Jeff Tedford's Firing Was Obvious Decision for Cal
Cal had no choice but to fire coach Jeff Tedford.
The news just broke today, but this was a move most had seen coming for quite a while. It seems like a lifetime ago that Aaron Rodgers was leading the Golden Bears into the Coliseum to face USC in one of the year's biggest must-see games.
That game took place in 2003, and Cal finished the season 10-2. Only once—2006—did the Golden Bears win 10 games again.
With all the money funneled into college football and the growth of super conferences the margin for error is becoming smaller and smaller for coaches. A couple of bad years can put a program way behind in terms of recruiting, and make boosters less likely to open their wallets.
The Pac-12 had been dominated by USC and Oregon in recent years, but it's becoming more and more of a competitive conference. And with Cal in the tougher North Division, their struggles were being magnified.
Once lauded as a passing guru, Tedford has overseen a steady decline in Cal's air attack.
They rank only 91st in the nation in passing yards per game. Senior Zach Maynard's 295-yard, four-TD performance against UCLA was one of the few cases this season in which the passing game hit on all cylinders.

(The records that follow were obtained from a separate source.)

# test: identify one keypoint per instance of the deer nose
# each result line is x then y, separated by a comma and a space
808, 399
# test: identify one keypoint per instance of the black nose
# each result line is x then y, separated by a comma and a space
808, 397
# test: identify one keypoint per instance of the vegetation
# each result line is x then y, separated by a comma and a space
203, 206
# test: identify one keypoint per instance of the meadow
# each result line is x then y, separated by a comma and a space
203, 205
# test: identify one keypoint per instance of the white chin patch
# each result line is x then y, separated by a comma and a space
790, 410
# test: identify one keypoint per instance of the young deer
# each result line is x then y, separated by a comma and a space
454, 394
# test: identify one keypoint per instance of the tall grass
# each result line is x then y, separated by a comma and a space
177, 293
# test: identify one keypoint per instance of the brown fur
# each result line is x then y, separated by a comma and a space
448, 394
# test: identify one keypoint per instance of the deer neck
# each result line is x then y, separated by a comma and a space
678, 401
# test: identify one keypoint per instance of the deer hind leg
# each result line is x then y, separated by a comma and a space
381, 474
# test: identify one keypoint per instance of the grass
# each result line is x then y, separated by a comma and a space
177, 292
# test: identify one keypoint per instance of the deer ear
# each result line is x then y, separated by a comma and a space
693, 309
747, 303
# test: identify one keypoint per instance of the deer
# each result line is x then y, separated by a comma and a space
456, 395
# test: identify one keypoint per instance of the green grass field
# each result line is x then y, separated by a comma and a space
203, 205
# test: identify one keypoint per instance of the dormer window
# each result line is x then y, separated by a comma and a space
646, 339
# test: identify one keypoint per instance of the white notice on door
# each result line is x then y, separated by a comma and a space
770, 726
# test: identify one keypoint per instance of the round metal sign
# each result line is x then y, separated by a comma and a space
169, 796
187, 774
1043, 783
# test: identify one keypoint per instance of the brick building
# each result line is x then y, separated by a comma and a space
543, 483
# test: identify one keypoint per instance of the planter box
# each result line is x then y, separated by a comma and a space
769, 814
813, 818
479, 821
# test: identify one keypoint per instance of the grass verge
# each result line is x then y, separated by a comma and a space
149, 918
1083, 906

The offensive struggles could be offset by a good defense, but that's not one of Tedford's strengths. The Golden Bears are giving up 33 points a game this year, 99th in the nation.
The university higher-ups could only sit by for so long without taking some action. Had this year been an aberration, then Tedford would get a pass. But this season has been symbolic of a loss of stature in recent years.
While the program had become largely irrelevant before Tedford arrived, it was reaching a consistent level of mediocrity. Cal won five games in 2010 and seven games in 2011, but this year has been the nadir of Tedford's reign. The Golden Bears finished 2012 with a paltry 3-9 record.
Cal's descent in the Pac-12 is all the more infuriating for their fans because of the rise of their biggest rivals, Stanford. The Cardinal are proving they can be successful without Andrew Luck.
It only makes sense for Cal to start anew under a different head coach. The program hasn't undergone a huge drop in terms of allure, so the school should be able to reel in a very good replacement.
If Cal stuck with Tedford longer, they might have dug themselves into a hole that would take years to dig out of.